R: K Means Clustering vs Community Detection Algorithms (Weighted Correlation Network) - Have I overcomplicated this question?
Asked Answered
C

3

6

I have data that looks like this: https://i.stack.imgur.com/HmpRl.jpg

The first dataset is a standard format dataset which contains a list of people and their financial properties.

The second dataset contains "relationships" between these people - how much they paid to each other, and how much they owe each other.

I am interested learning more about network and graph based clustering - but I am trying to better understand what type of situations require network based clustering, i.e. I don't want to use graph clustering where its not required (avoid a "square peg round hole" type situation).

Using R, first I created some fake data:

library(corrr)
 library(dplyr) 
library(igraph) 
library(visNetwork)
 library(stats)

# create first data set

Personal_Information <- data.frame(

"name" = c("John", "Jack", "Jason", "Jim", "Julian", "Jack", "Jake", "Joseph"),

"age" = c("41","33","24","66","21","66","29", "50"),

"salary" = c("50000","20000","18000","66000","77000","0","55000","40000"),

"debt" = c("10000","5000","4000","0","20000","5000","0","1000"

)


Personal_Information$age = as.numeric(Personal_Information$age)
Personal_Information$salary = as.numeric(Personal_Information$salary)
Personal_Information$debt = as.numeric(Personal_Information$debt)
create second data set
Relationship_Information <-data.frame(

"name_a" = c("John","John","John","Jack","Jack","Jack","Jason","Jason","Jim","Jim","Jim","Julian","Jake","Joseph","Joseph"),
"name_b" = c("Jack", "Jason", "Joseph", "John", "Julian","Jim","Jim", "Joseph", "Jack", "Julian", "John", "Joseph", "John", "Jim", "John"),
"how_much_they_owe_each_other" = c("10000","20000","60000","10000","40000","8000","0","50000","6000","2000","10000","10000","50000","12000","0"),
"how_much_they_paid_each_other" = c("5000","40000","120000","20000","20000","8000","0","20000","12000","0","0","0","50000","0","0")
)

Relationship_Information$how_much_they_owe_each_other = as.numeric(Relationship_Information$how_much_they_owe_each_other)
Relationship_Information$how_much_they_paid_each_other = as.numeric(Relationship_Information$how_much_they_paid_each_other)
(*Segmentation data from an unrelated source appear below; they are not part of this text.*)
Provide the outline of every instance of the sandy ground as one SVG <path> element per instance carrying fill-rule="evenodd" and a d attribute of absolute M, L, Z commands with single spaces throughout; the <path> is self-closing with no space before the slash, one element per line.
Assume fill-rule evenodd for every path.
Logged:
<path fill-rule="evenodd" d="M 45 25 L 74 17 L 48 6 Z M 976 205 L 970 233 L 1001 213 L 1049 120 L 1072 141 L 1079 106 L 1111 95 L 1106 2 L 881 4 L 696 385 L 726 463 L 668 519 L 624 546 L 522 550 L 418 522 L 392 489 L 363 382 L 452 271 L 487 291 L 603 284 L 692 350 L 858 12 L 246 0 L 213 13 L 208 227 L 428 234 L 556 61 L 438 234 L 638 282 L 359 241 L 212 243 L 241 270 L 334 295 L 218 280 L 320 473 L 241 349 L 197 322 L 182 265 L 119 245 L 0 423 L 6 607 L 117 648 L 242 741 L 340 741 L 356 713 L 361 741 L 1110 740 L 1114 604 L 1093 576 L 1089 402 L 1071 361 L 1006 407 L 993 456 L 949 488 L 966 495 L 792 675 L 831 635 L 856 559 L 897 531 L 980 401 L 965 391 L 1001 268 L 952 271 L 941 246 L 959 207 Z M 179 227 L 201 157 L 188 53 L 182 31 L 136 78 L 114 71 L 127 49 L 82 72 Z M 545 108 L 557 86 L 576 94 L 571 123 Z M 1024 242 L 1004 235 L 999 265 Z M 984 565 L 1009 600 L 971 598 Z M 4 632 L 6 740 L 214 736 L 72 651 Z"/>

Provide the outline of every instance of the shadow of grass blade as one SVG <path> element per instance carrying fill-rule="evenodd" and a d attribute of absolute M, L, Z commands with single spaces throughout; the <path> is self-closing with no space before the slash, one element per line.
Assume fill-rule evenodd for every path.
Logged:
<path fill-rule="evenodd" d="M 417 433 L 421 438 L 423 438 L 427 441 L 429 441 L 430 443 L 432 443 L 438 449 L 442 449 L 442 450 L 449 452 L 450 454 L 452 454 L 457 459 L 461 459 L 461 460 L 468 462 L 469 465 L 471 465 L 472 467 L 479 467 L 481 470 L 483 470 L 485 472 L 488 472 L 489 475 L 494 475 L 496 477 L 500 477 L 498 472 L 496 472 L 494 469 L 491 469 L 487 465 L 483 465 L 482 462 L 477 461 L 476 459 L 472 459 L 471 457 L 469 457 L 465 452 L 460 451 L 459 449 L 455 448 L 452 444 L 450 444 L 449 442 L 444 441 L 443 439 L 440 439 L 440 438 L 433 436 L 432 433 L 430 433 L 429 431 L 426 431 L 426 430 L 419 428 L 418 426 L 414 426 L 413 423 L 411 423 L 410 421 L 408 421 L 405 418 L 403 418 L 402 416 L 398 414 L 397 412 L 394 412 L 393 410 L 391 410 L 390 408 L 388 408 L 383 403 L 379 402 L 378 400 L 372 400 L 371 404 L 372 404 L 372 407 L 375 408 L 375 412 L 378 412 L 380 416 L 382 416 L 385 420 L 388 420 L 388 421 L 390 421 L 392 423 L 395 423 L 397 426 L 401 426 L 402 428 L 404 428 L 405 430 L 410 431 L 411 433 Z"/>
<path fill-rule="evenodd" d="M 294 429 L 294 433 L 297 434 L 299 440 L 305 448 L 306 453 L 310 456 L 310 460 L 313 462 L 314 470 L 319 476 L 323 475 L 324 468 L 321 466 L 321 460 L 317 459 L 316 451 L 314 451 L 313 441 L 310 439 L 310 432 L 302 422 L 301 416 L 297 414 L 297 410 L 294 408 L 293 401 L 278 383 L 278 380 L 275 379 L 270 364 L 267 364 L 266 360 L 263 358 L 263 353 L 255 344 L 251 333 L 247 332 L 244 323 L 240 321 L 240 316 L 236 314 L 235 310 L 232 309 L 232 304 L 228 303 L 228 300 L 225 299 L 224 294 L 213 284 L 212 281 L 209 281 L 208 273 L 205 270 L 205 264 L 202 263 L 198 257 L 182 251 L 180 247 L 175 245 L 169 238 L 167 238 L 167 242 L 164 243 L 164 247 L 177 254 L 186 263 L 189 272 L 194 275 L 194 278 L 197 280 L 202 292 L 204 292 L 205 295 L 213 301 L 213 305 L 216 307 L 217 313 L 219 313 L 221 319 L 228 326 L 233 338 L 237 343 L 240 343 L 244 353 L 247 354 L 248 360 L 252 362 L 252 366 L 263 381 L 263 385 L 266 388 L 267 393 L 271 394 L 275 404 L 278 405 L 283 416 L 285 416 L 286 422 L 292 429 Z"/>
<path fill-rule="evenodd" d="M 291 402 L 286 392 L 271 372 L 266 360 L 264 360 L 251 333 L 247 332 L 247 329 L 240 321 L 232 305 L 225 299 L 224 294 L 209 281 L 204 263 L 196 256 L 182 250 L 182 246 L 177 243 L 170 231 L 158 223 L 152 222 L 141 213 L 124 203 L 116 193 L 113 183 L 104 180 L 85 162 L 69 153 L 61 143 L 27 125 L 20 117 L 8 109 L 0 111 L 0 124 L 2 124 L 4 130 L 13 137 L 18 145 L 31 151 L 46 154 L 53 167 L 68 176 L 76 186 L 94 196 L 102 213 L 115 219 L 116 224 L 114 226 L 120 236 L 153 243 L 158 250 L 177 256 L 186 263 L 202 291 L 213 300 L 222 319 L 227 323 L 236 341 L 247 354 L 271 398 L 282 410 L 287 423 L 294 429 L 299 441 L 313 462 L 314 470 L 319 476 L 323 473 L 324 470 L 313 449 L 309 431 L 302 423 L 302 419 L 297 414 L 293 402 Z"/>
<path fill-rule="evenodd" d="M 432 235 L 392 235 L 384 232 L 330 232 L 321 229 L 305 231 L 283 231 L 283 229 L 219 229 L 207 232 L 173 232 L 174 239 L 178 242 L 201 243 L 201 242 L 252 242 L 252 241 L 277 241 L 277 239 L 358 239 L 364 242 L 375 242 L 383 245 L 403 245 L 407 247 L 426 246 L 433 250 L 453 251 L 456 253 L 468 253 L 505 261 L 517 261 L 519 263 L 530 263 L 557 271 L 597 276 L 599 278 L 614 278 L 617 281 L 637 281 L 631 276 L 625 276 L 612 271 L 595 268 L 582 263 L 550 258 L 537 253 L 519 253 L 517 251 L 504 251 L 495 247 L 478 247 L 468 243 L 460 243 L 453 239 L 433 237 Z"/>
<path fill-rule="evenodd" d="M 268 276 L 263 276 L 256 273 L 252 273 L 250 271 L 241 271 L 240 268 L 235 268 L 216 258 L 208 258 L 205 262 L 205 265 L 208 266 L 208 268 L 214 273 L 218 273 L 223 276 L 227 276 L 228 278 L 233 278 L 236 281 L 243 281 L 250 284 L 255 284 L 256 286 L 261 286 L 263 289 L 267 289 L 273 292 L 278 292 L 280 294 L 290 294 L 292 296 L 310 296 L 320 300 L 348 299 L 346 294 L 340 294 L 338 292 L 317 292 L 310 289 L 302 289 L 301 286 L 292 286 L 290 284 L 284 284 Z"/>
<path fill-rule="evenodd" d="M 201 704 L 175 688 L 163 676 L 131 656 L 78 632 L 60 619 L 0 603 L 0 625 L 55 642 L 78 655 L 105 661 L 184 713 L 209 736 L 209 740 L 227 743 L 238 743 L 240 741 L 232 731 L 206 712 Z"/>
Then, I ran a standard K-Means Clustering algorithm (on the first dataset) and plotted the results:

# Method 1 : simple k means analysis with 2 clusters on Personal Information dataset
cl <- kmeans(Personal_Information[,c(2:4)], 2)
plot(Personal_Information, col = cl$cluster)
points(cl$centers, col = 1:2, pch = 8, cex = 2)

This is how I normally would have treated this problem. Now, I want to see if I can use graph clustering with this type of problem.

First, I created a weighted correlation network (http://www.sthda.com/english/articles/33-social-network-analysis/136-network-analysis-and-manipulation-using-r/)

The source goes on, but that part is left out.